Per contro, le espulsioni effettive (non i decreti, che sono pezzi di carta) hanno colpito nel 2018 poco più di 5mila migranti, peraltro non necessariamente richiedenti asilo, denotando il fallimento delle politiche dei porti chiusi e delle porte chiuse in un loro passaggio decisivo. La lista dei Paesi sicuri approvata dal nuovo Governo per agevolare i rimpatri, al di là di altre considerazioni, non sarà risolutiva, perché molti Paesi di origine non sono compresi nella lista o non è detto siano disponibili a collaborare o comportano costi di rimpatrio elevati. Di fatto, i due decreti sicurezza varati nei mesi scorsi hanno l’effetto di trasformare delle persone che stavano seguendo percorsi d’integrazione in emarginati senza dimora e senza risorse, ma comunque circolanti sul territorio. Ora da Milano arriva una novità che accende una luce di speranza per una parte di loro. Una sentenza della Corte d’Appello ha salvato dal baratro Samba, giovane senegalese a cui era stato negato lo status di rifugiato, ma che nel frattempo aveva intrapreso un percorso positivo, imparato l’italiano, conseguito la licenza media.
Grazie al progetto europeo LabourInt, promosso in Italia dall’Anolf-Cisl di Milano, Samba ha frequentato un corso di formazione e poi praticato un tirocinio professionalizzante, ottenendo alla fine un contratto di lavoro per tre anni in un fast-food. La Corte d’Appello milanese ha ritenuto che negare a Samba la possibilità di rimanere legalmente in Italia ed eventualmente rimandarlo in Senegal avrebbe avuto gravi conseguenze per la sua integrità personale, escludendolo dai rapporti sociali costruiti nel frattempo e ributtandolo in uno stato di povertà tale da privarlo di diritti fondamentali, come l’accesso al cibo e a un tenore di vita dignitoso.

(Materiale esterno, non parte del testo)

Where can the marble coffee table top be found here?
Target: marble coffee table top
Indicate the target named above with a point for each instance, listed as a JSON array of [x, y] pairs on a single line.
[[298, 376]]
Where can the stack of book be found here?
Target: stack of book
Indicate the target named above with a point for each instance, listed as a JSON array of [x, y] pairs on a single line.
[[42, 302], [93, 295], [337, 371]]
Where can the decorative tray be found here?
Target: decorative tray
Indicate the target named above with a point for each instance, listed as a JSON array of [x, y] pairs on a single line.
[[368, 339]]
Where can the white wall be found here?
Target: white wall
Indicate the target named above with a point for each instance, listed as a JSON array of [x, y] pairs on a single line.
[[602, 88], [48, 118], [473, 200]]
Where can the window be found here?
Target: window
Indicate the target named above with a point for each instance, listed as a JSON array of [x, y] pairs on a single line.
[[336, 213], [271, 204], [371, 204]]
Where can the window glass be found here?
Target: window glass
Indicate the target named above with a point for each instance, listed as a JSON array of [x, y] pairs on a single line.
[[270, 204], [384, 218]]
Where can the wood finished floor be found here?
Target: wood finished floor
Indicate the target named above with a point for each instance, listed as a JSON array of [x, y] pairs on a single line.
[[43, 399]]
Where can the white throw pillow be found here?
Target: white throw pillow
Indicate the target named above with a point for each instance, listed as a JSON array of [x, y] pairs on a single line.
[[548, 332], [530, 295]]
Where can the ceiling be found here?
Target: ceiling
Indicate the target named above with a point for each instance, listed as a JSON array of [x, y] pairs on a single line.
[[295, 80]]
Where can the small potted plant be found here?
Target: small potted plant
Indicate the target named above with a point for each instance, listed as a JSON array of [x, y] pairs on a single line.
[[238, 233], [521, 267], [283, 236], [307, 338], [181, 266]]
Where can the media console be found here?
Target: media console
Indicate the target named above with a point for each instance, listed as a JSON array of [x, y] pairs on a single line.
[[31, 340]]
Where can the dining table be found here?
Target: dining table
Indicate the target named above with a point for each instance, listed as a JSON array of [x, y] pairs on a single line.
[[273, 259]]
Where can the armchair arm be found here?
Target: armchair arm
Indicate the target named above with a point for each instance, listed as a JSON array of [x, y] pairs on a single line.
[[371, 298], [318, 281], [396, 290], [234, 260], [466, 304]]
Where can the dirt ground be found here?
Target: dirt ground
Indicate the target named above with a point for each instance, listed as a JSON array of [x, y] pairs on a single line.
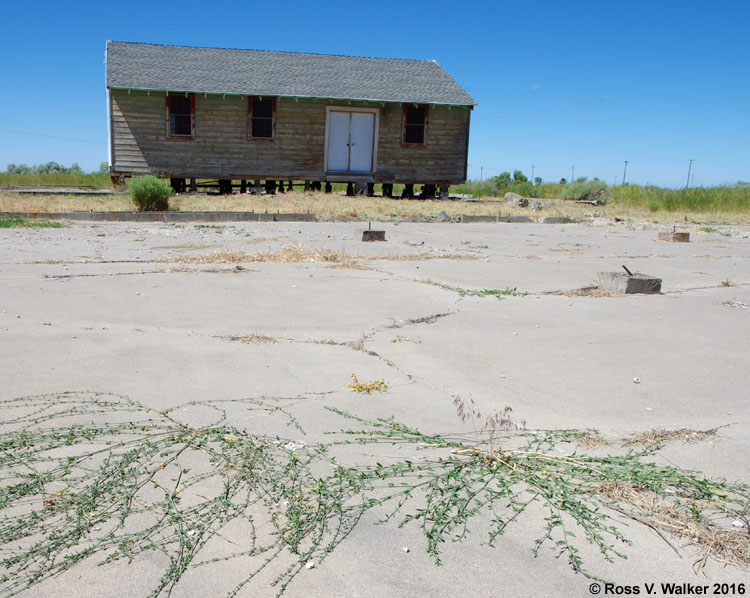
[[134, 309]]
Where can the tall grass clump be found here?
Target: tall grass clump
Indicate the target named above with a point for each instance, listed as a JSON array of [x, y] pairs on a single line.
[[697, 199], [584, 190], [149, 193]]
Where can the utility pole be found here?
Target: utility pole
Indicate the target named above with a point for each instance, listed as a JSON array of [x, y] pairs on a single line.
[[690, 166]]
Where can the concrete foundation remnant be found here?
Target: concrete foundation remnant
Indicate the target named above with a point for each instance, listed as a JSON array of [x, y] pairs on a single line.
[[675, 237], [373, 235], [622, 282]]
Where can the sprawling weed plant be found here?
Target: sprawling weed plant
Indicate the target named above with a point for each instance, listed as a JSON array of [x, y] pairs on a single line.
[[89, 476]]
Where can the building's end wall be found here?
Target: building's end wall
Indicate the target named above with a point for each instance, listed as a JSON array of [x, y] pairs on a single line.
[[221, 148]]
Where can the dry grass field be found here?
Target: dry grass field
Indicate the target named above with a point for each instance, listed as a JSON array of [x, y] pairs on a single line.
[[337, 206]]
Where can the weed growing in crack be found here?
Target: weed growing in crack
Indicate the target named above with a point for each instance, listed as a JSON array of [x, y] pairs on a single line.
[[367, 387], [497, 293], [101, 476]]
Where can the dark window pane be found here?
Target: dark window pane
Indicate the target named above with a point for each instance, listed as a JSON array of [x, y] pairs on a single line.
[[180, 124], [179, 105], [262, 108], [414, 134], [262, 127], [415, 116]]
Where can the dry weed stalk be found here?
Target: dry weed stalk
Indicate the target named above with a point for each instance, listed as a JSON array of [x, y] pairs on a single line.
[[98, 475], [660, 436], [297, 253], [678, 518]]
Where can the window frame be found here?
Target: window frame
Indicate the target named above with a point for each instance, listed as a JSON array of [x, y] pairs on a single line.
[[250, 100], [171, 135], [426, 108]]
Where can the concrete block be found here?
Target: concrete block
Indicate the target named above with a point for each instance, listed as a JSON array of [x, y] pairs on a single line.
[[373, 235], [675, 237], [621, 282]]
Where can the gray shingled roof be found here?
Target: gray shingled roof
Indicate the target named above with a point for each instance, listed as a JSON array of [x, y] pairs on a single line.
[[266, 73]]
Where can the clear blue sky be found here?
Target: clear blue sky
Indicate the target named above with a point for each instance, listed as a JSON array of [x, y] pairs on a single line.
[[559, 84]]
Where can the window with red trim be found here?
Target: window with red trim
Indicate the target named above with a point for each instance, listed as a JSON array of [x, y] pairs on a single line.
[[180, 115], [261, 117], [415, 124]]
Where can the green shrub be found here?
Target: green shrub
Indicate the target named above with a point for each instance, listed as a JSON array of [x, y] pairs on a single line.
[[149, 193], [583, 189]]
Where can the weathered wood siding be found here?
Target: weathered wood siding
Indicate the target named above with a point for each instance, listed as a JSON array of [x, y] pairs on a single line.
[[221, 149]]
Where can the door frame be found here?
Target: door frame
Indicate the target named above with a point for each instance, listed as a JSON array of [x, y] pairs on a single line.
[[376, 125]]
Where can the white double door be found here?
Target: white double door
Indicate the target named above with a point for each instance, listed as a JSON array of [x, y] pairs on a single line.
[[351, 140]]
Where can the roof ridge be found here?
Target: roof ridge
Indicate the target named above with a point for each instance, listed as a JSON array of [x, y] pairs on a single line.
[[274, 51]]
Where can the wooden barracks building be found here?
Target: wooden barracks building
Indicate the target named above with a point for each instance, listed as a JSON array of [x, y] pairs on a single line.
[[190, 113]]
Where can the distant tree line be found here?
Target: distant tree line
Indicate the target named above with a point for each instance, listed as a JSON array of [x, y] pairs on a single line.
[[52, 168]]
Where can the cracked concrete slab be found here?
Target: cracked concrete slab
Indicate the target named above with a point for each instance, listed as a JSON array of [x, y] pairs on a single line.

Se questa interpretazione delle norme si diffonderà, altri richiedenti asilo che nel frattempo si sono integrati nel lavoro e nella società italiana potranno rimanere e proseguire il loro percorso di speranza, aiutando fra l’altro i parenti in patria ed essendo utili alla nostra società e alla nostra economia. Ma per ora molti compagni di corso di Samba rimangono a rischio, pur avendo ottenuto un’occupazione e pur essendosi civilmente inseriti nella nostra società. Occorre dunque ripristinare a livello legislativo una forma di protezione umanitaria, almeno per i casi portati alla ribalta dalla sentenza milanese.

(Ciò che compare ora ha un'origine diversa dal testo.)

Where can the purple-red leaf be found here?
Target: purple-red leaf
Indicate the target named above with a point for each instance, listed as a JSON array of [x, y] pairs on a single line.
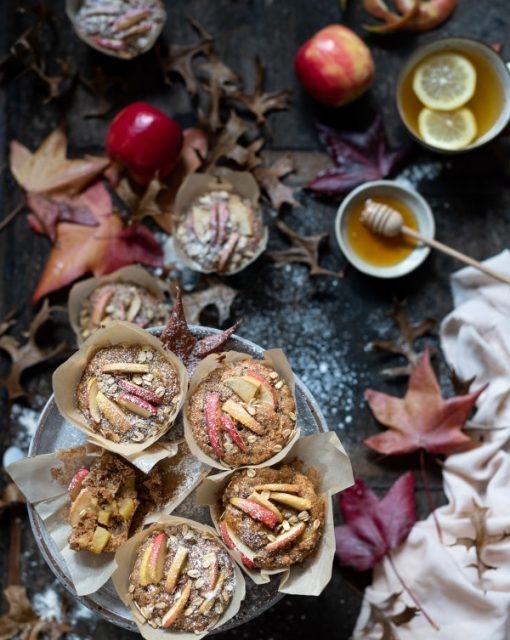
[[358, 158], [374, 527]]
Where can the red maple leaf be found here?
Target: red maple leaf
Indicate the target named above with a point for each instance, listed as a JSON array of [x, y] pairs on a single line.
[[422, 419], [374, 527]]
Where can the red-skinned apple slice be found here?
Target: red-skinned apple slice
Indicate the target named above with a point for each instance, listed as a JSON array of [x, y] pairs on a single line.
[[286, 538], [257, 512], [74, 487], [212, 422], [175, 570], [178, 606], [229, 427], [236, 544]]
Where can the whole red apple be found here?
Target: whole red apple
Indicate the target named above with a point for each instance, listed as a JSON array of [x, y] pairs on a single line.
[[145, 140], [335, 66]]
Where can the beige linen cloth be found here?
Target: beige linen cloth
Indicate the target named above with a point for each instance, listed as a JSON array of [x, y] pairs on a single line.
[[475, 339]]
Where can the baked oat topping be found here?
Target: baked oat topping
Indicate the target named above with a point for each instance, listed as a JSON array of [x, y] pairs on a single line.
[[128, 393], [120, 301], [238, 416], [105, 498], [221, 231], [272, 517], [182, 579], [120, 26]]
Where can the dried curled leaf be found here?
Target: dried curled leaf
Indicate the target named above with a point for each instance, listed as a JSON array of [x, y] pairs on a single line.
[[404, 344], [27, 355], [304, 250]]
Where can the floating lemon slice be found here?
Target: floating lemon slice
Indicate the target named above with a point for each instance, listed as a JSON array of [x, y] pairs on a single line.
[[445, 81], [449, 130]]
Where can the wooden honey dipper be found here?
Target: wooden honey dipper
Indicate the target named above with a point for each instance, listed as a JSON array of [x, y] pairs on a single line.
[[386, 221]]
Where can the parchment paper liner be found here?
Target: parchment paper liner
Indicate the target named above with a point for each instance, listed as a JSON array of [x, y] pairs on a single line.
[[132, 274], [325, 453], [125, 558], [275, 358], [197, 184], [88, 571], [72, 8], [68, 375]]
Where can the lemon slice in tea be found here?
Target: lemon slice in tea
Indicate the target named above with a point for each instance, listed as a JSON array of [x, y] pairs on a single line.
[[445, 81], [448, 130]]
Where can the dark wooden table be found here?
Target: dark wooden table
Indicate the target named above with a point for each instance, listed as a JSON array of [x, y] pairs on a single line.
[[323, 324]]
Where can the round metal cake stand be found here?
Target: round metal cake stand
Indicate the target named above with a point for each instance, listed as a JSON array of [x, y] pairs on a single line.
[[54, 433]]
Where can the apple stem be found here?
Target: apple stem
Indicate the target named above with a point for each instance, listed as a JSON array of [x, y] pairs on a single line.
[[411, 593], [428, 494]]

Ci si deve domandare che senso abbiano delle norme che trasformano gli integrati in emarginati e i lavoratori in mendicanti, le persone che si sono mostrate rispettose della legge in individui senza legge. È una domanda che pesa sul nuovo governo: serve il coraggio della discontinuità, e se necessario di una iniziale, forse inevitabile impopolarità. Non sempre le scelte giuste, razionali, benefiche per la società, sono anche scelte condivise da tutti, almeno nel breve periodo.

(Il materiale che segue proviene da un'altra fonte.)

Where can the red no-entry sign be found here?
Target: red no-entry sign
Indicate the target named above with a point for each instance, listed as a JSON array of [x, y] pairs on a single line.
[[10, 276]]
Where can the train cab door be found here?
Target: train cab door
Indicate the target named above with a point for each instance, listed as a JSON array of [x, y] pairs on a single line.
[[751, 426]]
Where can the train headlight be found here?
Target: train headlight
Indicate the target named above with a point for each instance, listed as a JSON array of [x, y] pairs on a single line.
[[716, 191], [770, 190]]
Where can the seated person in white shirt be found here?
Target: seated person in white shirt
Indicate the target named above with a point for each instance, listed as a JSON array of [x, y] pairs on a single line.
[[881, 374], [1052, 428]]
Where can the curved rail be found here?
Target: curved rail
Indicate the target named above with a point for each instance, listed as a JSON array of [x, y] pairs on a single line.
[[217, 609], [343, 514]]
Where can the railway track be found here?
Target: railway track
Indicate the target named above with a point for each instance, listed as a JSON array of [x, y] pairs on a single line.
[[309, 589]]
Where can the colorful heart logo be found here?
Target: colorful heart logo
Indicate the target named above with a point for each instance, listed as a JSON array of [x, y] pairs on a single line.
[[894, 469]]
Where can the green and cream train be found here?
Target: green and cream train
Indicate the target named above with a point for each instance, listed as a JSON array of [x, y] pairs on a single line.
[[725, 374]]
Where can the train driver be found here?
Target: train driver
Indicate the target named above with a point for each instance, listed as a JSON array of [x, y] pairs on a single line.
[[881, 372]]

Ma non per questo diventano meno giuste. Un governo che ha l’ambizione di avviare un «nuovo umanesimo», come ha affermato Conte chiedendo la fiducia al Parlamento, dovrebbe coltivare le virtù della coerenza e del coraggio. E fermare l’applicazione di quella che proprio 'Avvenire' definì una triste e rischiosa «Legge delle strada».